Mid-last month, while in a meeting with colleagues, I heard a distinctive voice I recognised.
A new colleague ‘Jarad’ was heading up the project. I remember thinking, ‘I’m so glad he’s on staff to manage this.’ It is a project that has seen several changes of staff so far. Unfortunately, as he stood up and walked to the whiteboard to map out the flowchart, I heard that familiar voice say
‘take notes. He’s not going to be here for much longer.’
I have a fairly robust interaction with this particular Messenger, and my mind was instantly reactive (if not a little combative).
What the fuck?!! What do you mean by that? Where is he going?
Jarad’s enthusiasm about the project was obvious and I quickly became angry. If he wasn’t going to see the project through, I immediately thought he was deceiving us about his commitment to the role.
Are you saying he’s lying to us? Why would he do that?
For the remainder of the meeting I struggled to take notes, while at the same time I was firing off my questions, listening to the answers and also attempting to scan a couple of my colleagues I was sure also heard the initial voice. (I look back on this moment with amusement. Typical in these moments. Argue. Debate. Who else heard?)
By the end of the meeting I was convinced Jarad honestly didn’t know he was not going to see out the project.
Sometime over the next 24 hours, he heard from relatives overseas. He was to fly home for family reasons. Within the next 48 hours, he’d put in for a few weeks off work.
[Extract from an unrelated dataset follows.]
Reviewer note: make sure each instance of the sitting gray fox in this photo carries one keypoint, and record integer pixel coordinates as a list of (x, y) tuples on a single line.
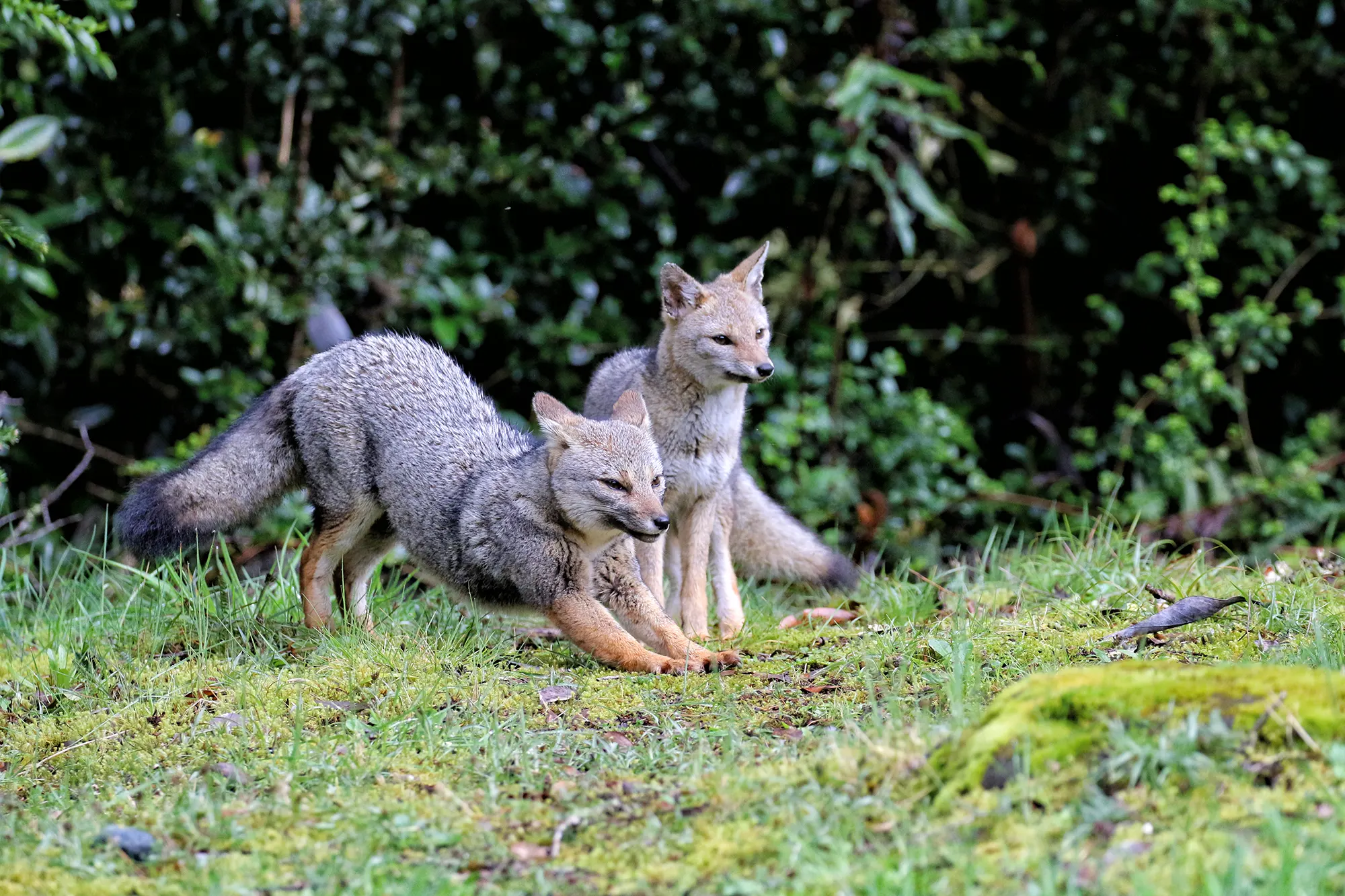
[(397, 444), (696, 382)]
A short time later, a colleague who’d been at the meeting asked me what I thought about the project and specifically about his role in the project. I thought it was a really odd question to ask. She also asked me three times in about five minutes.
After deflecting her twice, on the third time I disclosed to her what I’d heard and what I knew to be true – he was not returning from overseas anytime soon. She sighed. Deeply. In that moment, I suspected part of her knew but perhaps not understood consciously until this moment.
I said, ‘there’s nothing you can do based on what I’ve just told you. You’re going to have to wait until you hear from him directly, before you can take any action or make any decision.’
She nodded. For the first time I understood the discomfort someone else might feel to have the experience of knowing or understanding things before they happen.
I am familiar with the time-lag. That folding-in of time. Eventually.
The waiting. Suspending action until other events, people or decisions manifest before taking action or responding to what I know, seen or heard is going to occur. We didn’t wait long. Just over two weeks later he’d resigned.
On the one hand this ‘knowing’ is an amazing privilege. It’s also a tension, sometimes unbearable. At these times, I see-saw between ‘how could they NOT realise X was going to happen?’ to ‘Let me tell you what’s going to happen if you do X, Y or Z!’
Despite the frustration, this experience is one I’m thankful to have. There’s also a part of me that asks ‘…and so?’
I’ve lost count of the times in life, in my career, employment, personal interaction with friends and community where the outcome or impact of a decision, an attitude, an instruction or desire was clear. To speak up about it, would be an invitation to be maligned, ignored or worse. In the rare times I spoke up, I was ignored, maligned or worse.
That’s the reality of it. I don’t know why. It’s been said before, “a forth-teller is not received in his own country, among his own family or house.”
I imagine a day where we have people in our lives, communities, boardrooms and meetings who we welcome as something a little like human-barometers. A more integrated loop of action and impact. Perhaps like human-registers of energies in the space.
In the meantime, I keep these moments of forth-telling and fore-telling to myself. I’m still asking, what’s the point?